Pierwszy sygnał ostrzegawczy miałam ponad 20 lat temu. Przynajmniej dwa razy w roku sprawdzałam u lekarza poziom cukru. Nigdy cukier nie przekroczył 95. Kiedy kupiłam aparat do pomiaru cukru postanowiłam sprawdzić jak zachowuje się cukier u mnie w ciągu dnia.
Okazało się, że trzy godziny po jedzeniu cukier jest powyżej 200. Wizyta u lekarza ograniczyła się tylko do zapisania leku, którego nie wzięłam, bo postanowiłam sama uporać się z problemem. Udało się, po jakimś czasie po antybiotyku cukier rano wynosił 160. Lekarz stwierdził, że to normalne. Znów musiałam ponaprawiać to, co zniszczył antybiotyk. Trwało to dość długo, bo aż 3 miesiące. Przez okres ponad 5 lat cukier zawsze utrzymywał się w normie.

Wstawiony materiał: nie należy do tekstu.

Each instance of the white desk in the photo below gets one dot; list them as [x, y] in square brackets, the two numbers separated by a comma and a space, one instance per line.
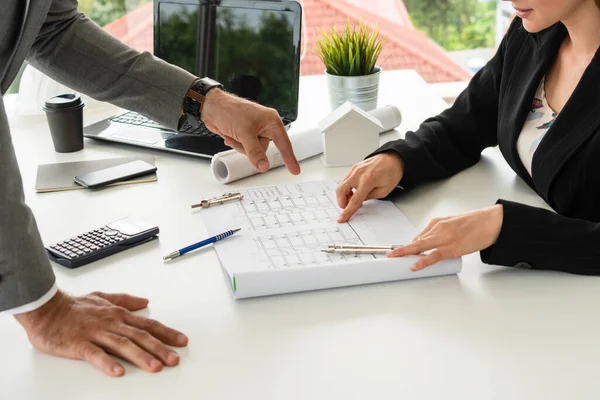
[490, 333]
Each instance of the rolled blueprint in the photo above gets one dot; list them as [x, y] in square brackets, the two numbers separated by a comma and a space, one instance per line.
[229, 166]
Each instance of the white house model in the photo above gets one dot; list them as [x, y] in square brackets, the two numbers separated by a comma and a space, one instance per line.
[349, 135]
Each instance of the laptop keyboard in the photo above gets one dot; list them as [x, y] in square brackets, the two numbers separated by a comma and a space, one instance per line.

Pomimo, że stale kontrolowałam sobie cukier, to cukrzyca całkowicie mnie zaskoczyła wiosną tego roku, poziomem cukru prawie 300. Natychmiastowa zmiana trybu życia, odżywiania wspomagane homeopatią spowodowały wycofanie się cukrzycy. Od ponad 2 miesięcy cukier stale utrzymuje się w normie.
Sportu chociażby na wiek nie uprawiam. Moją pasją przez lata była jazda na rowerze. Udało mi się zwyciężyć z cukrzycą, jednak przede mną sporo pracy - muszę zeszczupleć. Wróciłam do ćwiczeń jogi. Jest to najlepsza forma ćwiczeń, szczególnie w zimie. Mam już rower treningowy, tylko jest jedno pytanie na jak długo starczy woli walki, bo sama widzę, że lata robią swoje i po prostu się nie chce.
Na wstępie napisałam, że cukrzyca jest członkiem naszej rodziny. Ja postanowiłam udowodnić, że tak nie musi być, a słowo "obciążenie genetyczne" świadczy tylko, że ma się skłonność do choroby. A od naszego trybu życia zależy czy przyjmiemy ją do "rodziny" czy nie.